Before Diffusion Models: The Untold Story of GANs in AI Art(AI Painting Creation Intro Course 5)
Explore the evolution of AI art with GANs and diffusion models. Learn the algorithms, image generation techniques, and groundbreaking innovations shaping the future of digital art.
Welcome to the "AI Painting Creation Intro Course" Series
Starting today, we will officially begin studying the theoretical aspects of AI art.
I’ll guide you through understanding the algorithms behind image generation models. You’ll learn the common algorithmic modules used in mainstream AI art algorithms and train a diffusion model from scratch.
Our course focuses on AI art techniques based on diffusion models. However, before 2022, GANs were the industry’s preferred AI art technique.
In earlier AI-generated art, GANs (Generative Adversarial Networks) were the go-to choice.
You’ve likely seen various visual effects on social media, like age changes or gender swaps—these are typically powered by GANs.
But with the release of DALL-E 2 and Stable Diffusion in 2022, diffusion models have become the dominant technology in AI art.

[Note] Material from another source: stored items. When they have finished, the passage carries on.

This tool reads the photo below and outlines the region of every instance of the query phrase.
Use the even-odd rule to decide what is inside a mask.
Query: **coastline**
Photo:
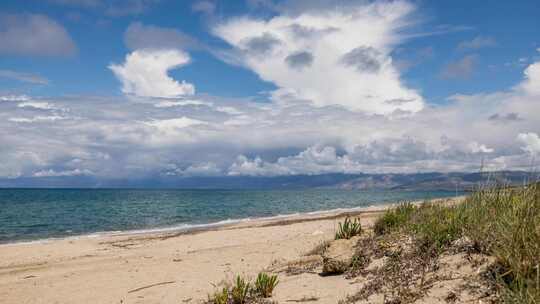
[[[253,277],[305,258],[333,238],[344,216],[359,217],[370,227],[390,206],[174,233],[8,244],[0,247],[0,297],[4,303],[200,303],[214,285],[236,274]],[[139,289],[153,284],[158,285]],[[317,303],[335,303],[356,288],[343,277],[281,273],[275,300],[313,296]]]
[[[443,201],[443,200],[460,200],[466,197],[466,195],[459,195],[454,197],[440,197],[434,198],[429,201]],[[412,201],[413,204],[420,204],[425,200]],[[381,212],[393,206],[396,206],[398,202],[392,203],[381,203],[381,204],[372,204],[369,206],[363,207],[353,207],[353,208],[335,208],[329,210],[317,210],[311,212],[296,212],[291,214],[278,214],[274,216],[267,217],[247,217],[239,219],[225,219],[218,222],[211,222],[205,224],[179,224],[174,226],[167,227],[157,227],[157,228],[148,228],[148,229],[133,229],[133,230],[117,230],[117,231],[97,231],[90,232],[79,235],[69,235],[69,236],[60,236],[60,237],[50,237],[50,238],[41,238],[41,239],[21,239],[0,242],[0,249],[4,246],[15,246],[15,245],[27,245],[27,244],[39,244],[39,243],[48,243],[60,240],[77,240],[84,238],[100,238],[100,237],[118,237],[118,236],[149,236],[149,235],[180,235],[180,234],[189,234],[196,232],[212,231],[219,229],[235,229],[235,228],[249,228],[256,227],[261,224],[273,225],[275,222],[282,221],[311,221],[311,220],[321,220],[326,218],[340,218],[346,215],[356,216],[362,213],[369,212]]]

When it comes to fine details and diversity of content, diffusion models often outperform GANs.
Despite this, understanding GANs is still essential for beginners in AI art, as it helps in grasping the improvements made by diffusion models.
Additionally, the models we will learn about today are commonly asked about in interviews.
Before diving into AI art techniques based on diffusion models, let’s revisit GANs, exploring how they rose to prominence and reviewing key milestones in their development.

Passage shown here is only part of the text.